La « théorie Milankovitch« , élaborée en 1941, explique l’alternance des cycles glaciaires et interglaciaires durant le Quaternaire (période géologique la plus récente sur l’échelle des temps géologiques). Une glaciation se produit lorsque les hautes latitudes de l’hémisphère nord reçoivent un minimum de rayonnement solaire durant l’été. Trois paramètres astronomiques jouent un rôle important dans la distribution de l’insolation sous les hautes latitudes : l’excentricité de l’orbite terrestre, l’obliquité de l’axe de rotation de la Terre par rapport au plan de l’écliptique et la précession des équinoxes.

Dilley, soutenant la « théorie de Milankovitch », ajoute que les forces de marée gravitationnelles de la Lune et du Soleil, « cycle lunisolaire » (qui se produit à tous les 9 ans) appliquent une force qui a un effet sur l’insolation de la Terre par rapport à sa position.

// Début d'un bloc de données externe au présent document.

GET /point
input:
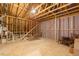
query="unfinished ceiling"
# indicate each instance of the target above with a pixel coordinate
(45, 11)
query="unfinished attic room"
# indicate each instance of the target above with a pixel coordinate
(39, 29)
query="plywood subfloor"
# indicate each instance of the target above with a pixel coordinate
(41, 47)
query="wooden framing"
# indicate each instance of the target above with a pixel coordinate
(53, 10)
(44, 10)
(59, 12)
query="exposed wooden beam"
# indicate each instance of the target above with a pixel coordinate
(25, 11)
(44, 10)
(53, 10)
(39, 5)
(17, 10)
(60, 12)
(21, 10)
(64, 14)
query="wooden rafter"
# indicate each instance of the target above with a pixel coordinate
(44, 10)
(63, 14)
(53, 10)
(60, 12)
(21, 10)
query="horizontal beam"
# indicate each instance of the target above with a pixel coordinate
(44, 10)
(60, 12)
(70, 13)
(54, 10)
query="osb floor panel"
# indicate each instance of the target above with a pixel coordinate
(41, 47)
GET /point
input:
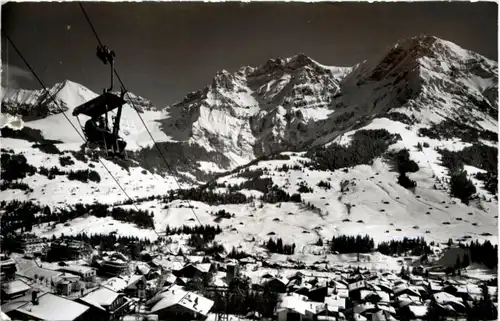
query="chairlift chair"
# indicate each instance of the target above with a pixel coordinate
(96, 128)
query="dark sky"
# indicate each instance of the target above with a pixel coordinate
(165, 50)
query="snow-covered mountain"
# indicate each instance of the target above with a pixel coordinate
(426, 95)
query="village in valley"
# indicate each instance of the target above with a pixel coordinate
(137, 281)
(288, 190)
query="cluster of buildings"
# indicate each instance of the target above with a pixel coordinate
(111, 286)
(368, 295)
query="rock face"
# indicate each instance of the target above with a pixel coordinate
(294, 103)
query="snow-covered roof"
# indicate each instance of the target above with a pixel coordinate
(356, 285)
(4, 317)
(176, 295)
(40, 272)
(384, 296)
(360, 308)
(418, 310)
(336, 301)
(297, 303)
(51, 307)
(77, 269)
(118, 284)
(100, 298)
(16, 286)
(445, 298)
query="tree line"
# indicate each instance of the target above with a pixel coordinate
(365, 146)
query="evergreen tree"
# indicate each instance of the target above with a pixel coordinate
(458, 264)
(466, 261)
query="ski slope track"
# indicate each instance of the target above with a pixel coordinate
(283, 107)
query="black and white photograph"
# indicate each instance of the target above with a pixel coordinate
(258, 160)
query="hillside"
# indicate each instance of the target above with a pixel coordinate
(377, 148)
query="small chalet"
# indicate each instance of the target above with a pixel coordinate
(200, 270)
(46, 306)
(105, 304)
(13, 289)
(174, 303)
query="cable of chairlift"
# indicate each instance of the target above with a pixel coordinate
(138, 113)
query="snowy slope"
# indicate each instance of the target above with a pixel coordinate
(288, 105)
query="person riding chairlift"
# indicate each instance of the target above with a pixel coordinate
(105, 54)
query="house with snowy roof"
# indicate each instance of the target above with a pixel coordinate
(174, 303)
(13, 289)
(106, 304)
(192, 270)
(46, 306)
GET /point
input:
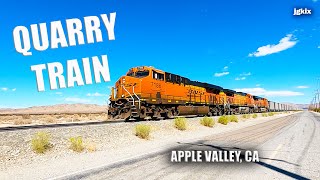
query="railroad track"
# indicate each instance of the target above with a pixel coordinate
(46, 126)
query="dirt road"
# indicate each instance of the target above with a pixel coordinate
(288, 148)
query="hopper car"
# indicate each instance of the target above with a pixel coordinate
(149, 93)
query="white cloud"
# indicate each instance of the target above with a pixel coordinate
(240, 78)
(285, 43)
(221, 74)
(95, 94)
(76, 100)
(264, 92)
(302, 87)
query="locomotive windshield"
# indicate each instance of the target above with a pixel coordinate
(138, 74)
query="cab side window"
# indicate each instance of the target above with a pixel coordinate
(157, 76)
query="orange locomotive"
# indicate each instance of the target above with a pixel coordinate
(145, 92)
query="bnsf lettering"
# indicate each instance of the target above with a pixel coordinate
(156, 85)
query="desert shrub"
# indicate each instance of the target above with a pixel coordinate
(207, 121)
(246, 116)
(76, 144)
(143, 131)
(223, 120)
(76, 117)
(233, 118)
(180, 123)
(49, 119)
(40, 142)
(22, 121)
(26, 116)
(91, 147)
(270, 114)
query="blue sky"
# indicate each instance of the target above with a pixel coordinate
(253, 46)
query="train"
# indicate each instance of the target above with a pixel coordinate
(145, 92)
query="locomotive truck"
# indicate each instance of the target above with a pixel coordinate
(149, 93)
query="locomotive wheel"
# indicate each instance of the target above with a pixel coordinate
(169, 114)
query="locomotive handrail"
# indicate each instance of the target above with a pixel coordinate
(128, 92)
(136, 96)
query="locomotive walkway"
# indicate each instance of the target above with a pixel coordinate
(288, 148)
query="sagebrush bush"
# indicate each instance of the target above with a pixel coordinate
(76, 144)
(207, 121)
(91, 146)
(40, 142)
(180, 123)
(246, 116)
(143, 131)
(22, 121)
(26, 116)
(270, 114)
(223, 120)
(233, 118)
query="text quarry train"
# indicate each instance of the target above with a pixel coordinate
(145, 92)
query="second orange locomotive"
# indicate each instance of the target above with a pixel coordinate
(146, 92)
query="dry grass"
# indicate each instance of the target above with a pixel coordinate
(91, 147)
(246, 116)
(254, 115)
(271, 114)
(76, 144)
(207, 121)
(40, 142)
(180, 123)
(143, 131)
(22, 121)
(233, 118)
(223, 120)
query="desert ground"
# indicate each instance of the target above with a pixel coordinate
(62, 113)
(102, 144)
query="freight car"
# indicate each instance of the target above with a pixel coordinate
(145, 92)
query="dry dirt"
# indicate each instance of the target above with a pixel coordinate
(15, 146)
(62, 113)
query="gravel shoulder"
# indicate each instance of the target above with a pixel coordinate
(114, 142)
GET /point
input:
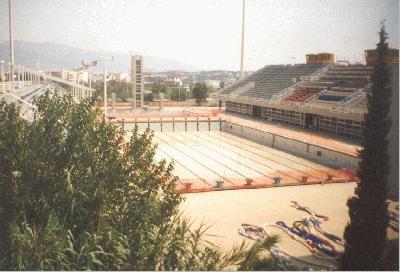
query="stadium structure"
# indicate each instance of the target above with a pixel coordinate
(320, 95)
(327, 97)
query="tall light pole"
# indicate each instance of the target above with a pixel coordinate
(89, 64)
(104, 61)
(11, 43)
(2, 76)
(242, 48)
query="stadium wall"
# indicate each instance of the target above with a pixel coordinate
(316, 153)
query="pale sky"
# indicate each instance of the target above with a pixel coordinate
(206, 33)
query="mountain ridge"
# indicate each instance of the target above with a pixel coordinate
(50, 55)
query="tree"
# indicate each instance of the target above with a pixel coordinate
(365, 234)
(200, 92)
(76, 195)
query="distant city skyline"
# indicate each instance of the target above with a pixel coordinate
(206, 34)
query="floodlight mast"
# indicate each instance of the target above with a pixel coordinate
(104, 61)
(242, 48)
(10, 30)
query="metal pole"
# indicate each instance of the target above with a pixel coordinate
(242, 49)
(11, 43)
(105, 90)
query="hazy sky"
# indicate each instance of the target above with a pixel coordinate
(206, 33)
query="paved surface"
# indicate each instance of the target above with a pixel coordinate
(316, 138)
(225, 211)
(202, 158)
(204, 113)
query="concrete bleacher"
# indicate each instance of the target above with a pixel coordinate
(256, 77)
(272, 79)
(348, 76)
(337, 84)
(303, 93)
(286, 77)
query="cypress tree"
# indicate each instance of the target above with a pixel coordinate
(365, 234)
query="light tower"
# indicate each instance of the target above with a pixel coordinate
(104, 61)
(242, 48)
(11, 44)
(137, 82)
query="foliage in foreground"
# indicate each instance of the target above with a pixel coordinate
(76, 195)
(365, 234)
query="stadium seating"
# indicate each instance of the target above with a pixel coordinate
(286, 77)
(303, 93)
(261, 74)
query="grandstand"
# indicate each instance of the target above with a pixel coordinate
(328, 97)
(30, 83)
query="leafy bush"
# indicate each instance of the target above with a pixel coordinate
(75, 194)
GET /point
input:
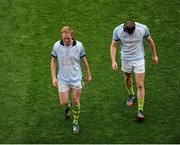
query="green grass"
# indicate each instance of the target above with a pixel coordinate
(29, 105)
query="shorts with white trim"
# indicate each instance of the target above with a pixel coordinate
(64, 87)
(138, 66)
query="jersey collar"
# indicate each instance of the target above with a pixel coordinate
(62, 43)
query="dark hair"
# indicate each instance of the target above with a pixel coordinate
(129, 26)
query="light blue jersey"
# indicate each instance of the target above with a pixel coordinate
(131, 44)
(69, 70)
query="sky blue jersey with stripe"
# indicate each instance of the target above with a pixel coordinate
(131, 44)
(69, 70)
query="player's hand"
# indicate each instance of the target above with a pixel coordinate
(155, 59)
(55, 82)
(114, 66)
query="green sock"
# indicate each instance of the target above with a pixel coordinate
(76, 113)
(140, 103)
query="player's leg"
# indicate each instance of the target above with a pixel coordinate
(127, 69)
(76, 108)
(140, 75)
(140, 94)
(64, 99)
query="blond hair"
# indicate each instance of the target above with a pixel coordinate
(67, 29)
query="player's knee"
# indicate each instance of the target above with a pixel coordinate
(75, 101)
(62, 103)
(140, 85)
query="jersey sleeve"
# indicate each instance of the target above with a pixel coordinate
(147, 33)
(53, 53)
(115, 34)
(82, 51)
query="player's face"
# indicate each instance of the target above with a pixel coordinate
(67, 38)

Dilley nous annonce, dès 2019, un changement dramatique au niveau des températures mondiales, une chute du thermomètre pendant au moins 3 décennies!

Les conséquences seront évidemment majeures pour tous les habitants de la terre puisque la première industrie qui sera affectée est l’agriculture avec, selon certaines estimations optimistes pour le climat nord-américain, un déficit de 3 semaines pour la culture des fruits et des légumes. Les grands cours d’eau qui permettent les importations et les exportations de marchandises, comme les Grands Lacs et la rivière Mississippi, pourraient devenir des étendues de glace impossible à naviguer. L’expansion des glaces fera le bonheur des ours polaires, mais les autochtones du Grand Nord vont littéralement geler. Les peuples logés dans des secteurs où la température est normalement élevée vont être forcés de changer drastiquement leurs habitudes de vie. Le refroidissement causera aussi, et surtout, une augmentation des volcans qui vont entrer en éruption puisque l’activité gravitationnelle expliquée par la « théorie Milankovitch » va créer un grand stress sur le noyau terrestre, ce qui aura forcément une incidence sur la croûte terrestre, donc une augmentation des séismes majeurs.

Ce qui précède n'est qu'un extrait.